Mi risvegliai, scuotendo la testa. E protesi istintivamente una mano verso la confezione di ramen con carne, ma accadde qualcosa d’inaspettato. Perché le mie dita si scontrarono con quelle di qualcun altro. Sussultai, ritirando immediatamente la mano.
«Scusami» dissi, alzando gli occhi verso lo sconosciuto. Era un ragazzo, chiaramente asiatico. Non molto più alto di me, probabilmente di un paio d’anni più grande. I lisci capelli biondo platino gli ricadevano sugli occhi, nascondendone parzialmente la loro piccola forma felina. Le palpebre inferiori erano pesantemente cerchiate da affossamenti violacei. Wow. Raggio di sole doveva aver bypassato il sonno per qualche secolo o giù di lì. Nonostante quella preoccupante parentesi vampirica, dovevo ammettere che fosse molto bello. Lineamenti delicati, labbra carnose e rosate, volto ovale privo di imperfezione alcuna. Rimasi colpita dal suo incarnato, candido come la neve. Pareva addirittura più bianco di me, che nella comitiva venivo chiamata “fantasmina” anche d’estate, nonostante avessi vissuto in Florida fino a poco tempo prima. Indossava degli abiti piuttosto dimessi, una felpa verde militare con il cappuccio sollevato, una sbrindellata maglietta bianca con delle stampe e degli skinny neri. Era così esile, che sembrava sparire all’interno dei suoi stessi vestiti. Tanto che mi meravigliai come quel contatto inavvertito non gli avesse polverizzato la mano. Come se fosse stato fatto di zucchero.

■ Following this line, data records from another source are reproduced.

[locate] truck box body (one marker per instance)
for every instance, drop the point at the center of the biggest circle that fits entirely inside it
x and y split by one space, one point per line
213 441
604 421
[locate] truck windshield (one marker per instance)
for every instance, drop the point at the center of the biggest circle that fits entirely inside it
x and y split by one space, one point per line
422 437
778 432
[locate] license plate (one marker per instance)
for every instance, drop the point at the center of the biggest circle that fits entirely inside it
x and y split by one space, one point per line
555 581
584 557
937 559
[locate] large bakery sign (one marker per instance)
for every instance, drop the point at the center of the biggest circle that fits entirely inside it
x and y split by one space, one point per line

«Fa nulla. Prendilo tu» mi rispose, in un inglese strascicato dall’accento vagamente orientale. Per qualche strano motivo, la sua voce mi parve familiare in modo preoccupante. Rimasi perplessa per un attimo, fissandolo. Accennò un mezzo sorriso a bocca chiusa, e prese l’altra confezione. Quella con le verdure. Lo guardai allontanarsi in silenzio. Camminava con tutta la tranquillità del mondo, come se il tempo fosse per lui una dimensione mancante. Spalle strette, schiena dritta. Pareva che nulla potesse turbare la sua indolenza, come un bradipo deciso a trasferirsi da un albero all’altro. Che tipo. Probabilmente, abitava nel quartiere cinese. Ecco perché quel posto sarebbe stato la mia Distrazione Numero Uno. Se gli autoctoni fossero stati tutti come Raggio di Sole, mi sarei laureata a quarant’anni. Perdendo tutto il mio tempo a rimanere abbagliata dalla loro bellezza esotica, guardandomeli sfilare davanti come tante bamboline ad una mostra.
Mi resi conto di essere rimasta lì a seguirlo con lo sguardo per almeno cinque minuti e mi coprii il volto con le mani, arrossendo. Ma perché non potevano piacermi i palestrati con il fondotinta e il cervello extra small? Agguantai la tanto agognata confezione di ramen e mi diressi verso le casse con una vaga disperazione dipinta sul volto. Maledetti asiatici.